Basically with good clustering you will be reading data very efficiently on any spinning media.
The measure on which you should evaluate if the clustering is good should be done by examining the most common queries (that actually will read data and can not be answered by indexes alone).
So, for example if you have composite natural keys as primary key on which the table is clustered AND if you always access the data according to the subset of the key then with simple sequential disk reads you will get answers to your query in the most efficient way.
However, if the most common way to access this data is not according to the natural key (for example the application spends 95% of time looking for last 5 records within the group AND the date of update is not part of the clustered index), then you will not be doing sequential reads and your choice of the clustered index might not be the best.

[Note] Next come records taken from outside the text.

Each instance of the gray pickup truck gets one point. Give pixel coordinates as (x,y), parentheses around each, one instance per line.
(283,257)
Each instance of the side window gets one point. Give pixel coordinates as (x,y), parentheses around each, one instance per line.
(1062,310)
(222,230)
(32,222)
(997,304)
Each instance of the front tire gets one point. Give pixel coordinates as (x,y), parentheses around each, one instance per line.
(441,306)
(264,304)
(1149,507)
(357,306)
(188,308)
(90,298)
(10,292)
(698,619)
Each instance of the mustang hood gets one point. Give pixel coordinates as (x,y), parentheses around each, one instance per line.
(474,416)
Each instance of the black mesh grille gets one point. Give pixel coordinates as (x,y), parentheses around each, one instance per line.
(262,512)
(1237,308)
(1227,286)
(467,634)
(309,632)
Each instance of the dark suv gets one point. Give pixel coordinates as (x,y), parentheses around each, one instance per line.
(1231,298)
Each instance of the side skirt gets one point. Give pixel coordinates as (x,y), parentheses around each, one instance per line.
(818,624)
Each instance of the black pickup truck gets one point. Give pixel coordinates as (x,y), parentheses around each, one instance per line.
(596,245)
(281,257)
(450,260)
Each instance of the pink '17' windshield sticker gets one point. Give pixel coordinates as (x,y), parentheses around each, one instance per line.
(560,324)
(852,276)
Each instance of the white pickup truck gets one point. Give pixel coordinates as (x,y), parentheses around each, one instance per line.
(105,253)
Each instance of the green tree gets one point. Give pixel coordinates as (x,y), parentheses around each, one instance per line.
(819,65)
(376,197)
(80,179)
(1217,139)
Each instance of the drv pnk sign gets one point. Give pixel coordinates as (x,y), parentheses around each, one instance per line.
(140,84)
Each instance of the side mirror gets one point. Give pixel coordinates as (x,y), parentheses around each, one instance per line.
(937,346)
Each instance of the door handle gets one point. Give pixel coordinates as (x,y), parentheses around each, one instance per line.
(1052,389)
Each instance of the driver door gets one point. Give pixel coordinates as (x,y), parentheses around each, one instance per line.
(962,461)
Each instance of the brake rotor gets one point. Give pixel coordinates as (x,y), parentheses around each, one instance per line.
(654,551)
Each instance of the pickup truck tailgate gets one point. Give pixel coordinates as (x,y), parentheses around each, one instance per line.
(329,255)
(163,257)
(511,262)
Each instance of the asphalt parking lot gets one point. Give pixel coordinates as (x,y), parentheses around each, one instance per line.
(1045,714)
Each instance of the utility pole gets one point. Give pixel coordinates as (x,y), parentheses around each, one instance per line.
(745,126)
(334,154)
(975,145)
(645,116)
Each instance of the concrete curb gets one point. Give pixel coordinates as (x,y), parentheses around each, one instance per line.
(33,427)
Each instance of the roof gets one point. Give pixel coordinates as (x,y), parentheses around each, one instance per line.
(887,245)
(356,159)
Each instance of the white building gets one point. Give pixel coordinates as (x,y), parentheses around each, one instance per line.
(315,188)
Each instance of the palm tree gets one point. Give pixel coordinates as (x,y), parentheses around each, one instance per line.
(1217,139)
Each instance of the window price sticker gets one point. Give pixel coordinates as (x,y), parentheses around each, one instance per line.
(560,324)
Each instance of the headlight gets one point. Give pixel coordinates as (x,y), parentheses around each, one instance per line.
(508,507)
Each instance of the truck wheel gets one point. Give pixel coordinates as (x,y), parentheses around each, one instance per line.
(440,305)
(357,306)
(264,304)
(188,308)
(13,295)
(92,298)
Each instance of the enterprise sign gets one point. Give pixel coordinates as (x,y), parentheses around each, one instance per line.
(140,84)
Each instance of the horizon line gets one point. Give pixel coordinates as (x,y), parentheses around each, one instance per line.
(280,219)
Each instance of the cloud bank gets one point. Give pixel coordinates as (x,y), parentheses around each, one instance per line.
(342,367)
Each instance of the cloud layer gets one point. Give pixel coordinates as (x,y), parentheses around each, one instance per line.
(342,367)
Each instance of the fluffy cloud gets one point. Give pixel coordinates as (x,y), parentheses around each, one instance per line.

So, all this is at the level of physical implementation - this is where things depend on the usage.
Note:
Today not so relevant, but tomorrow I would expect most DBs to run off the SSDs - where access times are nicer and nicer and with that (random access reads are similar in speed to sequential reads on SSDs) the importance of clustered indexes would diminish.
You need to understand the purpose of the clustered-index.
It may be helpful in some cases, to speed up inserts, but mostly, we use clustered indexes to make queries faster.
Consider the case where you want to read a range of keys from a table - this is very common - it's called a range scan.
Range scans on a clustered index are massively better than a range scan on a secondary index (not using a covering index). These are the main case for using clustered indexes. It mostly saves 1 IO operation per row in your result. This can be the difference between a query needing, say, 10 IO operations and 1000.
It really is amazing, particularly if you have no blobs and lots of records per page.
If you have no SPECIFIC performance problem that you need to fix, don't worry about it.
But do also remember, that it is possible to make a composite primary key, and that your "unique ID" need not be the whole primary key. A common (very good) technique is to add something which you want to range-scan, as the FIRST part of the PK, and add a unique ID (meaningless) afterwards.
So consider the case where you want to scan your table by time - you can make the time the first part of the PK (it is not going to be unique, so it's not enough on its own), and a unique ID the second.
Do not however, do premature optimisation. If your database fits in memory (Say 32Gb), you don't care about IO operations. It's never going to do any reads anyway.